An easy life is like a brisk walk on a beautiful day, something you want to do and look forward to.
Life before all of this, just regular life with three small kids, tough but not too hard. Like maybe a tough jog on a beautfiul day. The scenery is still great, the sun is still shining, but sometimes you are too tired to run, but you can make it through.
The last week has felt like a tough jog through mud up to your waist. Its exhausting. Physically, mentally, emotionally. Sometimes you feel like you can't go another step. But, then you do. One step at a time until your strong enough to run through the mud. All along the sun is still shining and the scenery is still amazing, but its hard to notice it because you are too overwhelmed with the mud. You know? Does any of this make sense?
And its not really that bad, I guess this makes it sound pretty awful. For the most part we are doing amazingly well considering. James is still adjusting pretty well, Ryan and I are getting the hang of the insulin routine and I'm even getting better at counting carbs, making real dinners and everything. But in the back of mind I'm still always a little overwhelmed with my new responsibilities. I've always felt like I didn't have a strong grasp on the responsibilities I had just being a mom to young kids, so now there is just that much more to try to deal with. I've had to let a lot of other things slide in my life for a while until I feel like I can at least walk through the mud and not end up crawling.

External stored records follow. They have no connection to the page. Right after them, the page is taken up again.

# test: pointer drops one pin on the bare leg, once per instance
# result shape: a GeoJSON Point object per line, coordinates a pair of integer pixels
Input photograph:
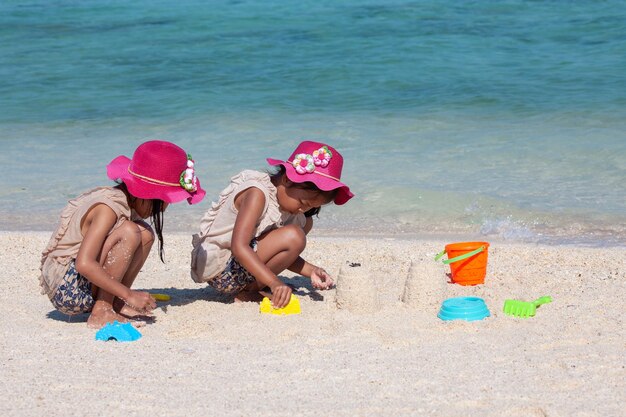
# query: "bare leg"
{"type": "Point", "coordinates": [118, 254]}
{"type": "Point", "coordinates": [277, 249]}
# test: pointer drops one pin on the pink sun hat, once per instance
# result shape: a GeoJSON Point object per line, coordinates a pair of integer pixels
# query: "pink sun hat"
{"type": "Point", "coordinates": [159, 170]}
{"type": "Point", "coordinates": [318, 163]}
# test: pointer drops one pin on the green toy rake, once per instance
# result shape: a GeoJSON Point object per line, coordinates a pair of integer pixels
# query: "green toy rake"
{"type": "Point", "coordinates": [524, 308]}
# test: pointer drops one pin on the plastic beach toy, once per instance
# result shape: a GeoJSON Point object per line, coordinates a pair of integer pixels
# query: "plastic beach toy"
{"type": "Point", "coordinates": [467, 260]}
{"type": "Point", "coordinates": [524, 308]}
{"type": "Point", "coordinates": [161, 297]}
{"type": "Point", "coordinates": [293, 307]}
{"type": "Point", "coordinates": [120, 332]}
{"type": "Point", "coordinates": [463, 308]}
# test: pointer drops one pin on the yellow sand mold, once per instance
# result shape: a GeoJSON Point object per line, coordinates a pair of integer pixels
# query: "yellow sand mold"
{"type": "Point", "coordinates": [292, 308]}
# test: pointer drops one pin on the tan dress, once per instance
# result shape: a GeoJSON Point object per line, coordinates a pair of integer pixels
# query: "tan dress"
{"type": "Point", "coordinates": [66, 240]}
{"type": "Point", "coordinates": [211, 247]}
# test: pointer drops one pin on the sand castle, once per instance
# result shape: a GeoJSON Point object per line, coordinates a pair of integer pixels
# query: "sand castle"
{"type": "Point", "coordinates": [354, 292]}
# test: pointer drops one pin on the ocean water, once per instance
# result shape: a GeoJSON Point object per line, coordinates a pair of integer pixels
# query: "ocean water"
{"type": "Point", "coordinates": [498, 120]}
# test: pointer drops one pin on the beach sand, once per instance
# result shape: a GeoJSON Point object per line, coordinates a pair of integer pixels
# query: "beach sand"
{"type": "Point", "coordinates": [358, 350]}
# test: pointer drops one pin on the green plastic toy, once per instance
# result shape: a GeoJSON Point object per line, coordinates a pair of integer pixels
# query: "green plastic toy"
{"type": "Point", "coordinates": [524, 308]}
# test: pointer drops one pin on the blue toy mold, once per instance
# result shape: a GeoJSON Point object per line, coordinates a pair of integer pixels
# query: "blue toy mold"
{"type": "Point", "coordinates": [463, 308]}
{"type": "Point", "coordinates": [121, 332]}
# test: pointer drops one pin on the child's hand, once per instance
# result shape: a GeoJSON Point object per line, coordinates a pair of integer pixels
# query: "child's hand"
{"type": "Point", "coordinates": [281, 295]}
{"type": "Point", "coordinates": [141, 301]}
{"type": "Point", "coordinates": [320, 279]}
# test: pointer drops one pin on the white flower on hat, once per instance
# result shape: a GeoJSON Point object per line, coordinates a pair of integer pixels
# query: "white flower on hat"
{"type": "Point", "coordinates": [188, 178]}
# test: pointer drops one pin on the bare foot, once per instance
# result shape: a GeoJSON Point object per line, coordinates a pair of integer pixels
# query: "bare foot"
{"type": "Point", "coordinates": [245, 296]}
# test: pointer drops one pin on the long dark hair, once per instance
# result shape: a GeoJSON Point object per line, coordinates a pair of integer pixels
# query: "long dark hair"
{"type": "Point", "coordinates": [157, 222]}
{"type": "Point", "coordinates": [156, 217]}
{"type": "Point", "coordinates": [307, 185]}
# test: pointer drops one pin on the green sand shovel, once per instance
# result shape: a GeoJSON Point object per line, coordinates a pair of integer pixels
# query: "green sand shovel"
{"type": "Point", "coordinates": [524, 308]}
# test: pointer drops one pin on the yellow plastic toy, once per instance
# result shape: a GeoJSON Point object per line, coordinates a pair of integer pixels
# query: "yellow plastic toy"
{"type": "Point", "coordinates": [161, 297]}
{"type": "Point", "coordinates": [292, 308]}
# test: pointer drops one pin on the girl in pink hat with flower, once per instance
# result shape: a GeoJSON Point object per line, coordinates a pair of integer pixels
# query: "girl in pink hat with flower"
{"type": "Point", "coordinates": [102, 241]}
{"type": "Point", "coordinates": [258, 227]}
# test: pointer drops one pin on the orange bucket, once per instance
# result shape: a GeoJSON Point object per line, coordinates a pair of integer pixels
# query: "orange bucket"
{"type": "Point", "coordinates": [468, 262]}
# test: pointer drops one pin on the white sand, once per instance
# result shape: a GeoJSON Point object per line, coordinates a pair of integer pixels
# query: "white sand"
{"type": "Point", "coordinates": [207, 357]}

But considering its only been 1 week (wow, it feels like so much longer than that) I think we are doing pretty well.
The hardest thing right now is teaching James that he can't eat all the time. He's always been a grazer, snacking his way through the day. Well, he can't do that now. I've tried to make the transition as easy as I can, but its tricky and yesterday we had a bad day. He was sad and cranky all day because he didn't understand why he couldn't have what he always has. Ryan sat him down today and tried to explain and he's done a little better, but its still tough. I'm sure he'll grasp it eventually and get used to the new routine, but until then, I just have to be strong. I've been a pushover with him all week because I feel bad and i'm tired, so now he's getting used to that and I've got to stand my ground and do what's best for him. Being a mom is hard sometimes. But, like I said, we will make it. I'll learn how to run in the mud and it'll make me a stronger person. Eventually I might not even notice the mud so much and be able to appreciate the scenery again. I will. I know I will.
But for now, if I fall in the mud occasionally, just pick me back up and tell me to keep walking.